Utente di lunga data


E' assolutamente necessario fare tutti gli sforzi per dare ai figli un padre e una madre che si amino. Per arrivare a questo scopo bisogna lavorare su se stessi e non aspettare che l'altro faccia qualcosa.

Io devo vedere che cosa posso cambiare delle mie patologie, quali errori sto commettendo, dove sono carente; questo lavoro consente di togliere dal rapporto una parte di ciò che impedisce allo stesso di funzionare.

Naturalmente tutti e due i genitori devono fare questo lavoro, ma intanto anche se uno solo si appresta a migliorare se stesso senza aspettare che sia l'altro a muoversi, questo cambia i termini del rapporto stesso e toglie dal rapporto una parte dell'errore, ciò può influire positivamente sull'altro in due modi: 1) elimina le provocazioni che sono insite nel mio comportamento; 2)induce e incoraggia l'altro a fare altrettanto. Se dopo i miei sforzi, che non consistono in rinunce sbagliate, ma in miglioramenti da apportare alla mia persona, non si arriva a un rapporto affettivo sufficiente, allora e solo allora si può addivenire ad una separazione, ma prima con coscienza devo cercare di migliorare me stesso ed eliminare i miei errori. La risposta potrebbe essere più articolata, ma credo che siano sufficienti questi spunti di riflessione. Fabio Biliotti



l'ho trovata per caso nel web....credo che possa servire un po' a tutti......figli o non figli...tradimenti o non...ne abbiamo straparlato mille volte..lo so...ma non è mai abbastanza per riflettere su noi stessi..
 
O

Old Sintesi

Guest
La tua domanda è complessa. Si dovrebbe rispondervi partendo dal punto di vista del figlio. Il figlio ha interesse che i suoi genitori rimangano insieme nonostante..... (e qui dipende dalla situazione).

Ciao.
 

Kid

Utente un corno


E' assolutamente necessario fare tutti gli sforzi per dare ai figli un padre e una madre che si amino. Per arrivare a questo scopo bisogna lavorare su se stessi e non aspettare che l'altro faccia qualcosa.

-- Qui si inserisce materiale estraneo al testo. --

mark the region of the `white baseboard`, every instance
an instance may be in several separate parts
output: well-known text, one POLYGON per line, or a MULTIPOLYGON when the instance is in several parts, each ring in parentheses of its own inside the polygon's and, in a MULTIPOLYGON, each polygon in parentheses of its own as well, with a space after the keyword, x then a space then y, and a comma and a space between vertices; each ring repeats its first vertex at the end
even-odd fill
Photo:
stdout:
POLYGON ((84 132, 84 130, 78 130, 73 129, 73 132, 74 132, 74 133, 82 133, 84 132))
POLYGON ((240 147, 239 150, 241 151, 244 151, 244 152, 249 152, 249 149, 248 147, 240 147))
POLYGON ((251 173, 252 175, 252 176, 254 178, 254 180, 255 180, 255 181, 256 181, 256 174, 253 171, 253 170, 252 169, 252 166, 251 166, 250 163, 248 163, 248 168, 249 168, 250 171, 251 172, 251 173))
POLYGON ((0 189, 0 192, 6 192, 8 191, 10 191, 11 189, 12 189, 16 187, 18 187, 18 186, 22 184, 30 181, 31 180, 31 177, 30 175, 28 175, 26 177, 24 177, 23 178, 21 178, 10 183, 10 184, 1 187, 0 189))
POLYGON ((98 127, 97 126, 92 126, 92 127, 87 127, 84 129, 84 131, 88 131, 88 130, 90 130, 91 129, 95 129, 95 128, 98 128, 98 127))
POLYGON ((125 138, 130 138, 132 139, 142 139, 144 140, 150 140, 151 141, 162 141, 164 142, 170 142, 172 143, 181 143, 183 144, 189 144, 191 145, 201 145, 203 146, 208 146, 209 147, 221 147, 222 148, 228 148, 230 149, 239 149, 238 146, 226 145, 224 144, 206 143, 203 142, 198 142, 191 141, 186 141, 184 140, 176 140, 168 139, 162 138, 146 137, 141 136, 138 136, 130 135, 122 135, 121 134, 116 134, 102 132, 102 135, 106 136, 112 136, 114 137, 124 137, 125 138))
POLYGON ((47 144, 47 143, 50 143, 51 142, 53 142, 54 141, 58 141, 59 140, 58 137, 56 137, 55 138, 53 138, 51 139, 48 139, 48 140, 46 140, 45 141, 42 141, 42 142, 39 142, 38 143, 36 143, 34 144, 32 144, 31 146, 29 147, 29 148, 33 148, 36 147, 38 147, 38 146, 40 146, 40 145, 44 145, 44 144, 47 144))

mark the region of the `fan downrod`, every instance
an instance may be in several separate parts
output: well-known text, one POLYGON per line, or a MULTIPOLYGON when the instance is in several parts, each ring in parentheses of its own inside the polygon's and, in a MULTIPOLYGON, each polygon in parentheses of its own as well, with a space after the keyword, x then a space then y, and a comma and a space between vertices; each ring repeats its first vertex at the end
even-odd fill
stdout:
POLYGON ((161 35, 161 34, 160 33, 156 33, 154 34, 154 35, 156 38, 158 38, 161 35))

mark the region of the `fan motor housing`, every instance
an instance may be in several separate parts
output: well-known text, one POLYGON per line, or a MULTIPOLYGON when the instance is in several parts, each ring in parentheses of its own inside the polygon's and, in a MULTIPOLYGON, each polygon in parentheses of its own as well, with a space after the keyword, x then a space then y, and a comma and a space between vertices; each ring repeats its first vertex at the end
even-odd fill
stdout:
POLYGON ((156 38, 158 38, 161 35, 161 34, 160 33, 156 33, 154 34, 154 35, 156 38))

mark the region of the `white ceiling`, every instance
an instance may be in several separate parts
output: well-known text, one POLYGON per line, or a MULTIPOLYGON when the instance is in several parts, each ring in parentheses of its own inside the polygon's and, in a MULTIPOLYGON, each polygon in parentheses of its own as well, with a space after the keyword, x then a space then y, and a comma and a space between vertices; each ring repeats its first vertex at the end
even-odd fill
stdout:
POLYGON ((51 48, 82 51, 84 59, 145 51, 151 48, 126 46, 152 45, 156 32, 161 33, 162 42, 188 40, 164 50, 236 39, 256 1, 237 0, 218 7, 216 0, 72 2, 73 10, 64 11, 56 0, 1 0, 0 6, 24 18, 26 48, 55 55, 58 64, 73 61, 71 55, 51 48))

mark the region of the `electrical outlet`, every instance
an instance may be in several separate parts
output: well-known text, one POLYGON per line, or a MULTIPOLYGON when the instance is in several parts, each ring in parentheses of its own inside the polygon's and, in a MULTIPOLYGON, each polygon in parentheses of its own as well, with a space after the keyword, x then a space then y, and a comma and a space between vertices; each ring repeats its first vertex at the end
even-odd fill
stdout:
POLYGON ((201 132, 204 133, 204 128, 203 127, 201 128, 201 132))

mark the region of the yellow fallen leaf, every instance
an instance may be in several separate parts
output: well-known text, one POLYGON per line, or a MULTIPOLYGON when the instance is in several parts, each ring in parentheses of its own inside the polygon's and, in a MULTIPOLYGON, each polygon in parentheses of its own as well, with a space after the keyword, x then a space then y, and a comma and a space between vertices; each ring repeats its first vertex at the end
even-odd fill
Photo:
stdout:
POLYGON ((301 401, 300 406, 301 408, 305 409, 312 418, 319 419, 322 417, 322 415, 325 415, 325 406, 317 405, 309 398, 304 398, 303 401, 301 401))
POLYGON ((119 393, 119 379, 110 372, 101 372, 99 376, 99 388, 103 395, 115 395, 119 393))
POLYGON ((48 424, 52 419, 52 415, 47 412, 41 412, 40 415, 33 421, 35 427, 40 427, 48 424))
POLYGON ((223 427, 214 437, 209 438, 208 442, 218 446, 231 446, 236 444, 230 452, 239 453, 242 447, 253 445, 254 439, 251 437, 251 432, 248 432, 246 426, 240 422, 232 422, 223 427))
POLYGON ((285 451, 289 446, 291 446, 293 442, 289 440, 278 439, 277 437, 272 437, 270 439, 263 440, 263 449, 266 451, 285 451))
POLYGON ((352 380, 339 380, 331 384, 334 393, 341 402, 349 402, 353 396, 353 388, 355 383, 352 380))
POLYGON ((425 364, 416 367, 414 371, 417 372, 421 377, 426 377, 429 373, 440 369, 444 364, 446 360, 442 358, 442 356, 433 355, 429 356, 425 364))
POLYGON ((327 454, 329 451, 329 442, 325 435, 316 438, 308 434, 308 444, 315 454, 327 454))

Io devo vedere che cosa posso cambiare delle mie patologie, quali errori sto commettendo, dove sono carente; questo lavoro consente di togliere dal rapporto una parte di ciò che impedisce allo stesso di funzionare.

Naturalmente tutti e due i genitori devono fare questo lavoro, ma intanto anche se uno solo si appresta a migliorare se stesso senza aspettare che sia l'altro a muoversi, questo cambia i termini del rapporto stesso e toglie dal rapporto una parte dell'errore, ciò può influire positivamente sull'altro in due modi: 1) elimina le provocazioni che sono insite nel mio comportamento; 2)induce e incoraggia l'altro a fare altrettanto. Se dopo i miei sforzi, che non consistono in rinunce sbagliate, ma in miglioramenti da apportare alla mia persona, non si arriva a un rapporto affettivo sufficiente, allora e solo allora si può addivenire ad una separazione, ma prima con coscienza devo cercare di migliorare me stesso ed eliminare i miei errori. La risposta potrebbe essere più articolata, ma credo che siano sufficienti questi spunti di riflessione. Fabio Biliotti



l'ho trovata per caso nel web....credo che possa servire un po' a tutti......figli o non figli...tradimenti o non...ne abbiamo straparlato mille volte..lo so...ma non è mai abbastanza per riflettere su noi stessi..
Tutto giusto, ma esistono anche mille sfaccettatture per ogni situazione.
 

Verena67

Utente di lunga data
Io sono assolutamente a favore di chi sta insieme. Lavorando insieme, insieme si rimane.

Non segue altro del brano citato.